This work is licensed under a Creative Commons Attribution-NonCommercial-ShareAlike 4.0 International License.

0.Introduction

Liverpool has not got acceptable results in the current season of PL. However, this is the second season of Jurgen Klopp, and the fans expected much better results due to PL experience that Klopp has gained.

This study tries to evaluate the dynamic image of Klopp from the eyes of football fans. More specifically, I am going to extract tweets about Klopp, posted on last three months, then analyze their contents based on the word frequency, and sentiment analysis. The frequency analysis is done in the first part of this study, and sentiment analysis would remain for the second part.

1.Data Extraction

## [1] "Using direct authentication"

After setting the setup_twitter_oath(), we can go further and extract tweets. I chose 1000 tweets to be extracted, and unfortunately the twitter does not allow to extract tweets that are older than one week. So time span is fixed. The geocode of the users are set to Liverpool city, since I want to know the opinion of Liverpoolians! about Klopp. This would include the fans of the rival team, Everton. In this priliminary study, I do not try to detect and filter the Everton fans.

Some of tweets before any cleaning, and after some cleaning can be read here.

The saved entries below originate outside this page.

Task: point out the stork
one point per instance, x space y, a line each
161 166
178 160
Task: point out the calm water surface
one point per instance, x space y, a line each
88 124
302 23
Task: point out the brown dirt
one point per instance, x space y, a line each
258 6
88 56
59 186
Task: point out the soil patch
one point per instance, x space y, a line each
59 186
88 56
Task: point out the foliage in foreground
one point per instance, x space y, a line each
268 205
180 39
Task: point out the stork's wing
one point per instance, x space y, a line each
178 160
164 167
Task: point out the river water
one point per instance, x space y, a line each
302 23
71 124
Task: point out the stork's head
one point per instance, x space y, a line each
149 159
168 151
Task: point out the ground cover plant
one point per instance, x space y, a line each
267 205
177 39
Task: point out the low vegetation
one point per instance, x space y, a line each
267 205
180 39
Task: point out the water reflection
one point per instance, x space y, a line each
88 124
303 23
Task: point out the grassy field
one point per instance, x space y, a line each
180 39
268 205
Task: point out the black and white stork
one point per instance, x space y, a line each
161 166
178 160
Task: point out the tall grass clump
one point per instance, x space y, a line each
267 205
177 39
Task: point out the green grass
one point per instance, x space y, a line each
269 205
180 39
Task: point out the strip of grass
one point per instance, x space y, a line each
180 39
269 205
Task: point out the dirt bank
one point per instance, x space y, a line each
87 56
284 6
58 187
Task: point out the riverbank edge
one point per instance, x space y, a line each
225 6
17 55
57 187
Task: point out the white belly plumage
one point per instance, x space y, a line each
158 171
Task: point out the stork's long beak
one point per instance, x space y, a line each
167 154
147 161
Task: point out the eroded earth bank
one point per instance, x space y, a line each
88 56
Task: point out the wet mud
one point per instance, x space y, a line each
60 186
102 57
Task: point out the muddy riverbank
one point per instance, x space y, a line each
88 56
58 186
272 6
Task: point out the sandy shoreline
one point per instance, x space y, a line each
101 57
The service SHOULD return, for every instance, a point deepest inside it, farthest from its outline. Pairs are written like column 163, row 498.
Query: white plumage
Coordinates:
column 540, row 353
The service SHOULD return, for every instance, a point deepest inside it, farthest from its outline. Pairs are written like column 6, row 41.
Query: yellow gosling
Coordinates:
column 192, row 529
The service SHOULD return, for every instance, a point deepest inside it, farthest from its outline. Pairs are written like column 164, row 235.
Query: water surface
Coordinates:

## [1] "------Before Cleaning------"

## [1] RT @LivEchoLFC: Was this the game which makes Klopp finally see the light? https://t.co/Hd0y4RQC0l                                           
## [2] @MatthewCharle3 @EFC13wan92 @TheEFCForum The equivalent to the FA Cup. Which Klopp lost 2 finals in. Gotze got inju… https://t.co/oHnF4c5Bzg 
## [3] RT @thejamessutton: @TheAnfieldWrap I still believe Klopp will get it right. He just needs to accept that he can’t turn water into wine. \nS…
## [4] RT @LivEchoLFC: 'It's Klopp's responsibility, but also his players, as well as sporting director Michael Edwards.' #LFC https://t.co/Hd0y4R… 
## [5] RT @LivEchoLFC: 'Klopp has failed to address the biggest issue - and that is the defence...' #LFC \nhttps://t.co/eKbTRR0dYg                  
## 507 Levels: 'Dejan Lovren looks shot to bits... Klopp may have to give Gomez a go at centre back' https://t.co/GR9JaWvDtA ...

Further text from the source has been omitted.